Date of this Version
code4lib, issue 47, article 15016, February 27, 20202.
Also available at: https://journal.code4lib.org/articles/15016.
This article will describe our process developing a script to automate downloading of documents and secondary materials from our library’s BePress repository. Our objective was to collect the full archive of dissertations and associated files from our repository into a local disk for potential future applications and to build out a preservation system.

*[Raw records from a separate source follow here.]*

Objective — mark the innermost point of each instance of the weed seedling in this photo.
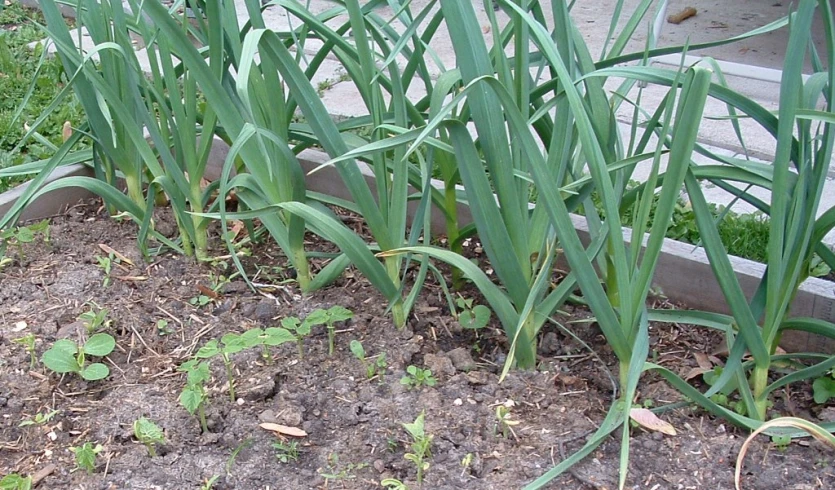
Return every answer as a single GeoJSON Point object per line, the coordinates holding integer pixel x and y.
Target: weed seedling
{"type": "Point", "coordinates": [200, 300]}
{"type": "Point", "coordinates": [85, 456]}
{"type": "Point", "coordinates": [472, 317]}
{"type": "Point", "coordinates": [149, 434]}
{"type": "Point", "coordinates": [505, 419]}
{"type": "Point", "coordinates": [163, 329]}
{"type": "Point", "coordinates": [13, 481]}
{"type": "Point", "coordinates": [94, 319]}
{"type": "Point", "coordinates": [106, 265]}
{"type": "Point", "coordinates": [194, 396]}
{"type": "Point", "coordinates": [781, 442]}
{"type": "Point", "coordinates": [823, 388]}
{"type": "Point", "coordinates": [232, 343]}
{"type": "Point", "coordinates": [208, 484]}
{"type": "Point", "coordinates": [329, 318]}
{"type": "Point", "coordinates": [66, 356]}
{"type": "Point", "coordinates": [420, 446]}
{"type": "Point", "coordinates": [40, 418]}
{"type": "Point", "coordinates": [373, 368]}
{"type": "Point", "coordinates": [416, 377]}
{"type": "Point", "coordinates": [286, 451]}
{"type": "Point", "coordinates": [300, 330]}
{"type": "Point", "coordinates": [28, 343]}
{"type": "Point", "coordinates": [393, 484]}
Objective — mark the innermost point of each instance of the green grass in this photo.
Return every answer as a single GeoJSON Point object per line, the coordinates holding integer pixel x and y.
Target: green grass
{"type": "Point", "coordinates": [18, 67]}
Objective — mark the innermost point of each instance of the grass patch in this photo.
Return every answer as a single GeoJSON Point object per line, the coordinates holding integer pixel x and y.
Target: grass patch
{"type": "Point", "coordinates": [19, 65]}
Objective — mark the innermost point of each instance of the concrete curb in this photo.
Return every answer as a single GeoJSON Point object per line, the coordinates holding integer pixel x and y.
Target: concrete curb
{"type": "Point", "coordinates": [683, 273]}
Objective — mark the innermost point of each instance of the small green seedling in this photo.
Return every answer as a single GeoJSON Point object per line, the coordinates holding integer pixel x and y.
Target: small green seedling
{"type": "Point", "coordinates": [505, 418]}
{"type": "Point", "coordinates": [194, 397]}
{"type": "Point", "coordinates": [329, 318]}
{"type": "Point", "coordinates": [149, 434]}
{"type": "Point", "coordinates": [373, 368]}
{"type": "Point", "coordinates": [94, 319]}
{"type": "Point", "coordinates": [823, 388]}
{"type": "Point", "coordinates": [781, 442]}
{"type": "Point", "coordinates": [472, 317]}
{"type": "Point", "coordinates": [393, 484]}
{"type": "Point", "coordinates": [208, 484]}
{"type": "Point", "coordinates": [28, 343]}
{"type": "Point", "coordinates": [40, 418]}
{"type": "Point", "coordinates": [420, 446]}
{"type": "Point", "coordinates": [66, 356]}
{"type": "Point", "coordinates": [85, 456]}
{"type": "Point", "coordinates": [163, 329]}
{"type": "Point", "coordinates": [200, 300]}
{"type": "Point", "coordinates": [232, 343]}
{"type": "Point", "coordinates": [299, 328]}
{"type": "Point", "coordinates": [13, 481]}
{"type": "Point", "coordinates": [105, 263]}
{"type": "Point", "coordinates": [416, 377]}
{"type": "Point", "coordinates": [286, 452]}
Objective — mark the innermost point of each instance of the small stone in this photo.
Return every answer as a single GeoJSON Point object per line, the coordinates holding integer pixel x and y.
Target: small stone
{"type": "Point", "coordinates": [265, 311]}
{"type": "Point", "coordinates": [461, 359]}
{"type": "Point", "coordinates": [478, 378]}
{"type": "Point", "coordinates": [827, 414]}
{"type": "Point", "coordinates": [439, 364]}
{"type": "Point", "coordinates": [290, 414]}
{"type": "Point", "coordinates": [267, 416]}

Unlike at some institutions, our students submit directly into BePress, so we did not have a separate repository of the files; and the backup of BePress content that we had access to was not in an ideal format (for example, it included “withdrawn” items and did not effectively isolate electronic theses and dissertations). Perhaps more importantly, the fact that BePress was not SWORD-enabled and lacked a robust API or batch export option meant that we needed to develop a data-scraping approach that would allow us to both extract files and have metadata fields populated. Using a CSV of all of our records provided by BePress, we wrote a script to loop through those records and download their documents, placing them in directories according to a local schema. We dealt with over 3,000 records and about three times that many items, and now have an established process for retrieving our files from BePress. Details of our experience and code are included.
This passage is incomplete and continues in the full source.